When he thought about it hon­estly, he admit­ted he was afraid also of police offi­cers and over­bear­ing moth­ers, of gar­ru­lous men named Chuck, of con­de­scend­ing wait­ers in restau­rants.

It was in a restau­rant, in fact, that he con­fided his fears to his girl­friend (she tested safety nets for trapeze artists, trav­eled to cir­cuses every­where). He told her about the list. Con­fessed his sur­prise that it went on and on. Said he couldn’t stop writ­ing it. That he was afraid to stop. That he was afraid it would go on forever.

She thought it was the fun­ni­est thing she’d ever heard. Laughed and laughed. Kicked off her shoes and tried to rub his crotch under the table with her foot.

He was afraid his super­vi­sor would ask him to appear before the steer­ing com­mit­tee and deliver a report on the sta­tus of his divi­sion, so he quit his job.

He was afraid of air­borne pathogens, ultra­vi­o­let rays, and angry young men of color cruis­ing the streets in lowrid­ers, so he stayed inside his house.

He was afraid of sur­prise vis­its from neigh­bors in need of assis­tance, mis­sion­ar­ies, poll-tak­ers, and sly bur­glars scout­ing the premises, so he moved down­stairs to his base­ment.

(His girl­friend vis­ited his base­ment once. It was very damp. She laughed when she dis­cov­ered poi­so­nous mush­rooms grow­ing on the car­pet behind the toi­let.)

He was afraid of poi­so­nous mush­rooms, mildew, rain when it falls in sheets, spi­ders.

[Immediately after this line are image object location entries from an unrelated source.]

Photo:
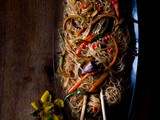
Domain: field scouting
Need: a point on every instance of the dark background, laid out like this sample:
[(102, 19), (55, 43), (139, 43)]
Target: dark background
[(26, 28)]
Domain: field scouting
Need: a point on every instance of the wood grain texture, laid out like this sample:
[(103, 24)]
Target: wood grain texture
[(25, 55)]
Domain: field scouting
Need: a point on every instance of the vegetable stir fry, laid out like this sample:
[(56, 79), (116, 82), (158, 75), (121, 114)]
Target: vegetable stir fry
[(94, 43)]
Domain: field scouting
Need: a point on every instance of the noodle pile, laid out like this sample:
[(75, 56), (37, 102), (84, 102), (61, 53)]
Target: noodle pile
[(93, 48)]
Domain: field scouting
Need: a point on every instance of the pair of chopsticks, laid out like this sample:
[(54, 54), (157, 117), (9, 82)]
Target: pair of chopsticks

Cats scratch­ing at the win­dow at night. 
The pit of despon­dence, the well of despair.
The grad­u­ally unfold­ing dev­as­ta­tions of the sea­sons as they pass.
Ink as it bleeds into the min­ute inter­sti­tial spaces in paper.
Noise. Silence. Crowds. Soli­tude.

It was over­whelm­ing.
It was illu­mi­nat­ing.
It was curi­ously grat­i­fy­ing.

(The girl­friend drifted away, mar­ried a man who shot him­self out of can­nons.)

 

Note: Orig­i­nally pub­lished in Fall 2014, Mid-Amer­i­can Review.


 

Author’s Note

For years I’ve been fas­ci­nated with lists and often warm up in the morn­ing by com­pos­ing them. This one arrived in a rush and filled sev­eral pages. And it pleased me. It had that ten­sion between the expected and the unex­pected, the inten­tional and the ran­dom, that can make a list inter­est­ing and that always makes me think of Don­ald Barthelme’s delight in “the com­bi­na­tory agility of words.” I started play­ing with the list–trimming and sort­ing, com­bin­ing and discarding–and at some point it made the jump from word­play to story.

 

JerryDennisPhoto.jpgJerry Den­nis is the author of 12 books, most recently A Walk in the Ani­mal King­dom (Big Maple Press, 2015) and A Day­break Hand­book: Prose/Poems (Alice Greene & Co, 2014). His short works have appeared in such var­ied pub­li­ca­tions as PANK, Michi­gan Quar­terly Review, Orion, Smith­so­nian, and The New York Times. He lives in north­ern Michi­gan and main­tains an online pres­ence at www.jerrydennis.net.


 

FF.Net Edi­tor Com­men­tary (Ran­dall Brown) 

There’s a man, mak­ing a list that once started can­not be stopped. Pages are filled. Imag­ine your­self writ­ing such a flash, a man with a list of fears. What fears would you list? In what order would you list them? I fear I’d fail at mak­ing such a list work. I wouldn’t include the girl­friend, and if I did, I’d surely not get her job right: “she tested safety nets for trapeze artists, trav­eled to cir­cuses every­where.” But where I’d really fail, I fear, is in that list­ing of the fears, in mak­ing “defa­mil­iar” what might instead sound trite. But con­sider the fears listed here. Each one feels per­fectly sound, sur­pris­ing, & scary good.